There, in both sight and smell, he feels the perfectly unpleasant sensation of approaching a slum. For in front of him, right next to the dusty and often muddy road which leads to the old bridge across the arroyo Chinois [Eiffel’s Pont des Messageries maritimes], he encounters a shapeless mass of decrepit and lamentably rickety huts which emerge from pools of stagnant water, forming an ugly and unsightly view unworthy of the great city of which Khanh-Hoi is the suburb.
In fact, there is now a second bridge, known as the Pont tournant (Swing Bridge), over which passengers may travel to reach Saigon without passing through this ghetto, but it swings very badly. Some even claim that it doesn’t work at all; but those are grumpy and biased people who deserve no credit.
I can say, indeed, that I saw it open at least once, at a practical time which permitted the free movement of the public. But as the saying goes, “One swallow doesn’t make a summer.” This unfortunate bridge has thus acquired, from the beginning of its existence, a true local celebrity; and the rivers of ink that have been spilled talking about it are certainly more tumultuous than the waves of dirty water which agitate the river over which it was thrown.

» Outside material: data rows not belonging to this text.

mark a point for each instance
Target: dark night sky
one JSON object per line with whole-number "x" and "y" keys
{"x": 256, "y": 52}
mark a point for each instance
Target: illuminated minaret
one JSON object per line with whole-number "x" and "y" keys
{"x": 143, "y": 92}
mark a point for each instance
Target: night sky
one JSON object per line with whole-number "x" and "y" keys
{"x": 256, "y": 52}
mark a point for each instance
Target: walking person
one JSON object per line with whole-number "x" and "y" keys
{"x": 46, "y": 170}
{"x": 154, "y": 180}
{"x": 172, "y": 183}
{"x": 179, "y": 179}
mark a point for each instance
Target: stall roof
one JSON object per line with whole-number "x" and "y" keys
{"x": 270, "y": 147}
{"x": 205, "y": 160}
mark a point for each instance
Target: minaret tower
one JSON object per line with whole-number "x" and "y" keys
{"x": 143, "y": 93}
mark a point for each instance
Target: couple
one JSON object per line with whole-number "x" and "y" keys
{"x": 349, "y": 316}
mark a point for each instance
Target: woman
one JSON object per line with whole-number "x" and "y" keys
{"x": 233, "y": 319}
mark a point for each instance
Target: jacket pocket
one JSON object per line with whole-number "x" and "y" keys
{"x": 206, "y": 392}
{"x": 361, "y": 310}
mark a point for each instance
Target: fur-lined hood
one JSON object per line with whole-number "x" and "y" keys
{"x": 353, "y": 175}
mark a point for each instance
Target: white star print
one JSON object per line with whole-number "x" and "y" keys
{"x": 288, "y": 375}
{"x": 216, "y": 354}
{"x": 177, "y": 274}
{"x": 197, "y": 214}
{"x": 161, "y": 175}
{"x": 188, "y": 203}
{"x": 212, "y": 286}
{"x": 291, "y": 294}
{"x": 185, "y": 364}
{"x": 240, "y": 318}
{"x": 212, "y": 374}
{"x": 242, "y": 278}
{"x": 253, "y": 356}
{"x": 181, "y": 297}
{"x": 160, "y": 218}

But let’s hasten to flee this smelly suburb, taking either one or the other bridge over the arroyo which still separates us from the city. For when we reach Saigon, everything changes.
One of the most brilliant writers of our colonial literature, Myriam Harry, devoted several graceful lines to Saigon in one of her evocative novels:
“Ah! what a pretty city Saigon is! We don’t know why we love it, perhaps for its space, perhaps for its somnolence, or perhaps because of its tide of greenery, which swallows up its square white houses with their resemblance to small Greek temples.”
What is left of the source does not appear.